Biden considers gas tax holiday as national prices top $4.50 a gallon
At $4.522 a gallon, scrapping the 18.4-cent gas tax would cut only pennies, while putting the Highway Trust Fund under fresh strain.

At a national average of $4.522 a gallon, suspending the 18.4-cent federal gasoline tax would knock the price to about $4.34, a reduction of just 4.1%. The federal diesel tax is 24.4 cents a gallon, and the gap between the relief at the pump and the cost to the public ledger is the central problem.
That 18.4-cent levy has been frozen since 1993, but it remains a core source of transportation money. In 2022, motor-fuel excise taxes supplied 83% of the Highway Trust Fund’s revenue, according to the Congressional Budget Office, financing federal highway and transit programs. Because of that reliance, a temporary suspension would likely require Congress to act, not just the White House, and the fund is already constrained by law that assumes its obligations will be paid in full.

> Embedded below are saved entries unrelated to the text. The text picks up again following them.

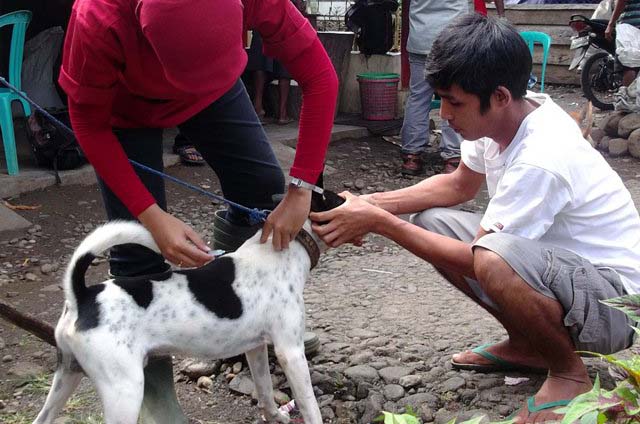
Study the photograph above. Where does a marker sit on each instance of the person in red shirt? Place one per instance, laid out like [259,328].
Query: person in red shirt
[133,67]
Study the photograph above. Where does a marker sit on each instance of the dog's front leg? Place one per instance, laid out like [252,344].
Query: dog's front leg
[259,366]
[295,367]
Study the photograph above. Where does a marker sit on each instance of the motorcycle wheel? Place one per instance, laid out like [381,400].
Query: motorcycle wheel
[599,81]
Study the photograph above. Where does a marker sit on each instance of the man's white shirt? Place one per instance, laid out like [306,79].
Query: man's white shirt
[550,185]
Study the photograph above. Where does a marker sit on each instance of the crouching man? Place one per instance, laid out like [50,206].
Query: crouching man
[560,232]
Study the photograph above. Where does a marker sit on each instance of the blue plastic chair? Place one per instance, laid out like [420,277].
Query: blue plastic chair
[533,37]
[19,20]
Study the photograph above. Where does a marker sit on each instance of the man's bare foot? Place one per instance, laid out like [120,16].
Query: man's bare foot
[556,392]
[507,353]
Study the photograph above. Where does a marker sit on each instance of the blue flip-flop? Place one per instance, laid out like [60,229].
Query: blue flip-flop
[532,408]
[497,364]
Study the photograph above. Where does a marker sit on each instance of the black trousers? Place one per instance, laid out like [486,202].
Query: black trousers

The idea is not new. On June 22, 2022, President Joe Biden asked Congress to suspend the federal gas and diesel taxes for three months, from July through September, when national gasoline prices were around $5 a gallon. The proposal drew immediate skepticism from analysts who said prices would not fall one-for-one and that any lost revenue would squeeze road funding. The Bipartisan Policy Center has said the federal government has never suspended the gas tax before, and the American Trucking Associations called the 2022 idea a “gimmick,” arguing it would undermine road-and-bridge funding.
The issue has returned as prices climbed above $4.50 nationally in early May, the highest level since July 2022. AAA put the U.S. average for regular gasoline at $4.522 on May 10, 2026, as rising U.S.-Iran tensions and worries about global oil supply pushed fuel costs higher. On the same day, Energy Secretary Chris Wright told NBC News’ Meet the Press that the Trump administration was “open to all ideas” to lower gas prices and would support “all measures” that could help, while adding that “everything has trade-offs.”

Those trade-offs are large. The Committee for a Responsible Federal Budget has estimated that a federal gas-tax holiday lasting from March through December would cut Highway Trust Fund revenue by $20 billion, accelerating the fund’s insolvency. Sen. Mark Kelly has already introduced a bill that would suspend the 18.4-cent tax through October 1, 2026. For Washington, the arithmetic is clear: a holiday offers modest relief at the pump, but it also shifts the bill to the highways, bridges and transit systems that the tax was built to pay for.